NEW YORK (GenomeWeb News) – Three research projects will use $22.1 million in National Institutes of Health funding to fuel new studies under the Human Microbiome Project program to investigate how microbiome changes in the body may influence the human hosts' physiologies, NIH said today.
The studies, which will use various omics technologies, will be conducted by The Broad Institute and Harvard School of Public Health; Stanford University and Washington University; and Virginia Commonwealth University, and will each receive $2.5 million to fund the first year of projects that will last three years.
These efforts mark the launch of the second phase of the HMP, which NIH undertook in 2007and which to date has focused on the composition and genetic potential of microbes found in specific regions of the human body. The three research teams involved in the second phase of the HMP will study the biochemical activities happening in theses microbial communities.
In a joint project, investigators at Stanford and Washington University plan to use genomic, proteomic, and transcriptomic approaches to study how certain microorganisms in the nose and gut may trigger the development of diseases such as diabetes. These researchers will correlate the molecular changes in the microbiome with host glucose levels and the onset of diabetes, and they plan to deposit their data and analyses into a public repository that will be a resource to the research community.
The Broad Institute and Harvard School of Public Health, in another joint effort, plan to assess populations and physiological activities of gut microbes that may be involved in inflammatory bowel diseases, including Crohn's disease and ulcerative colitis. They plan to generate a range of omics data and create an IBD multi-omic database, which will be an integrated resource that will use existing, well-phenotyped cohorts to provide longitudinal profiling of the gut microbiome.

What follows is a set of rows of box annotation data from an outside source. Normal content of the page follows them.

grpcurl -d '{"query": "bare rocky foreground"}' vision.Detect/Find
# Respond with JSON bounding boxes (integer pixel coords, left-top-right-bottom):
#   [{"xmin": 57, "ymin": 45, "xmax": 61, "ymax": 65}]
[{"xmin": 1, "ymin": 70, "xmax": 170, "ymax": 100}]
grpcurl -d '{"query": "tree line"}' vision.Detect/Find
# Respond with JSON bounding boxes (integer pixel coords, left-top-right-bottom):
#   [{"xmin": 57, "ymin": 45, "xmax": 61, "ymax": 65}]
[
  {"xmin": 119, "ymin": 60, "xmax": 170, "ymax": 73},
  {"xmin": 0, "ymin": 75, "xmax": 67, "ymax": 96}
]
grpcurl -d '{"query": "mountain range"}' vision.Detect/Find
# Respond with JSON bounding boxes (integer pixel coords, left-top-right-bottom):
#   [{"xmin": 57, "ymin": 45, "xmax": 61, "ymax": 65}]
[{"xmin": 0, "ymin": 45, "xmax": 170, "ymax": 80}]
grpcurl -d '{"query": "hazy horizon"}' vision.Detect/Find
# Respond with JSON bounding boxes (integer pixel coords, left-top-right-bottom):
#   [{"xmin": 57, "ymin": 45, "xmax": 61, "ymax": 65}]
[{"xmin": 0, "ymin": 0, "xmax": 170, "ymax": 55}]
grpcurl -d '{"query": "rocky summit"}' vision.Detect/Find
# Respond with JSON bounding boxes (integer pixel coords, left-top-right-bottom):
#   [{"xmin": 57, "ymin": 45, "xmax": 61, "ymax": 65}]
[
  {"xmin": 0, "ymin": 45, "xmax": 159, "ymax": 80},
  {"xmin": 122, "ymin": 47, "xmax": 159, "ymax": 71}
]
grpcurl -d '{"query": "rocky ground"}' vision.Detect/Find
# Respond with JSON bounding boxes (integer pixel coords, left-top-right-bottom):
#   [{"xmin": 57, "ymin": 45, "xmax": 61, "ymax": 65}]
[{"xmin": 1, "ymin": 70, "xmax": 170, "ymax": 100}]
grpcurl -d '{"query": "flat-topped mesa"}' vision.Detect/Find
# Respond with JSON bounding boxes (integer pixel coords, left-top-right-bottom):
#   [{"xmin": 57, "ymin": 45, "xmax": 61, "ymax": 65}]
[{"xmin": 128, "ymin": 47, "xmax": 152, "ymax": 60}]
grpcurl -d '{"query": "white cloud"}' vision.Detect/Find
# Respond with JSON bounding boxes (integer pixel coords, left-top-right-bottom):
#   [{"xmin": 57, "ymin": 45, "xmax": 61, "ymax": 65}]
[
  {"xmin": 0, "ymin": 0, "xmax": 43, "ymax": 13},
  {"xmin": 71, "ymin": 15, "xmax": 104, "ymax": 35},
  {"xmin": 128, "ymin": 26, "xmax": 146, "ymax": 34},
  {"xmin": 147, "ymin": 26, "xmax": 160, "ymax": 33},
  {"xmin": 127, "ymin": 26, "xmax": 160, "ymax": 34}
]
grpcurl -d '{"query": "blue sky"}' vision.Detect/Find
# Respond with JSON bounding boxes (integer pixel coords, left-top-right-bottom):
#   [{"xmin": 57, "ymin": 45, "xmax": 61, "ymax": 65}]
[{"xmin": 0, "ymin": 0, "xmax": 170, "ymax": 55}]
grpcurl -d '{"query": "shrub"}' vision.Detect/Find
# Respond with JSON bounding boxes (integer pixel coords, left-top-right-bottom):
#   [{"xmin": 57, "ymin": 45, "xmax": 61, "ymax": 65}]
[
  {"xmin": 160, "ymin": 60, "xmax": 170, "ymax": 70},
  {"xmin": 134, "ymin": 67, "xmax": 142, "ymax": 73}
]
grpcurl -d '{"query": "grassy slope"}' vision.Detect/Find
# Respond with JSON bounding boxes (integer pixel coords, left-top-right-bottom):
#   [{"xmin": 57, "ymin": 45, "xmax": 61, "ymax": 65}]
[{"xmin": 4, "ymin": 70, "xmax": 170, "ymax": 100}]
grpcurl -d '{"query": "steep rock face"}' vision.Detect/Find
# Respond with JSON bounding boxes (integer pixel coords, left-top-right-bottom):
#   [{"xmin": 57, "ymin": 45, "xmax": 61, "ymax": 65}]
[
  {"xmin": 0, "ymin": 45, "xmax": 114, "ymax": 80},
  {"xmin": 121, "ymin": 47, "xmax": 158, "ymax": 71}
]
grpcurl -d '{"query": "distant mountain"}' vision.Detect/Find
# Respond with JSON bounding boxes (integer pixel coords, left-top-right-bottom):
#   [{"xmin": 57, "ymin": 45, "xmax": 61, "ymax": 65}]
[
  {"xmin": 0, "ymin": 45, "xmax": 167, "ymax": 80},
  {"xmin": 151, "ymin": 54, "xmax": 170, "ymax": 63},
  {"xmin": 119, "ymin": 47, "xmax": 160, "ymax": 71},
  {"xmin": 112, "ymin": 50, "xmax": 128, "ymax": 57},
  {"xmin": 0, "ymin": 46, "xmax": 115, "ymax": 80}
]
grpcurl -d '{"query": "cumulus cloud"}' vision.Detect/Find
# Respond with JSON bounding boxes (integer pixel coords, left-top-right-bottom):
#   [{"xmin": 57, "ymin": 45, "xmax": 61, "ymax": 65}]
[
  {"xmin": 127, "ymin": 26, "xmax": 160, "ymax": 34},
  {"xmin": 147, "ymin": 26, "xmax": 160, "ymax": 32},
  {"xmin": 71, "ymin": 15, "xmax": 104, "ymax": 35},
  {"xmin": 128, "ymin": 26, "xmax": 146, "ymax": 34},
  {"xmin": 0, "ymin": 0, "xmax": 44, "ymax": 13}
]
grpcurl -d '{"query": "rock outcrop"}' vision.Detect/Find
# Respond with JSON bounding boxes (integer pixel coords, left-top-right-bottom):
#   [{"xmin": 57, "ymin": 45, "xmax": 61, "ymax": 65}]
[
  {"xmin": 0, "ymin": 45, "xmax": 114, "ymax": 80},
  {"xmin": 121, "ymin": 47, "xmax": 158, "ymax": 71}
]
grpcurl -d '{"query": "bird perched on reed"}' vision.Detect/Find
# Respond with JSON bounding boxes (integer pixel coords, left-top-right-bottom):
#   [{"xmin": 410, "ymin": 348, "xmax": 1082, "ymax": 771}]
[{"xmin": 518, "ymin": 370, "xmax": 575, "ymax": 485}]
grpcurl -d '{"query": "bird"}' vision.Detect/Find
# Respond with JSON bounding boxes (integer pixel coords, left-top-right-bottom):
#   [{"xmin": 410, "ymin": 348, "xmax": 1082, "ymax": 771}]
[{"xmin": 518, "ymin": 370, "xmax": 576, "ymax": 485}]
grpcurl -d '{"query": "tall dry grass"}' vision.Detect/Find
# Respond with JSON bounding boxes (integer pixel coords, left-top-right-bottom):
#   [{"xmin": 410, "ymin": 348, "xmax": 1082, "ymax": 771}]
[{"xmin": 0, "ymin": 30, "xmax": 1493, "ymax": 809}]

Both of these joint research projects will be overseen by the National Institute of Diabetes and Digestive and Kidney Diseases.
The researchers at VCU plan to study the bacteria that live in the female urogenital tract with the aim of understanding how they are involved in health and disease in pregnant women and their babies. Their efforts will focus on microbes that may be involved in preterm birth, with the hope that a better understanding of these organisms will lead to better prenatal and postnatal care and lower preterm birth and infant morbidity and mortality.
This project will be managed by the Eunice Kennedy Shriver National Institute of Child Health & Human Development.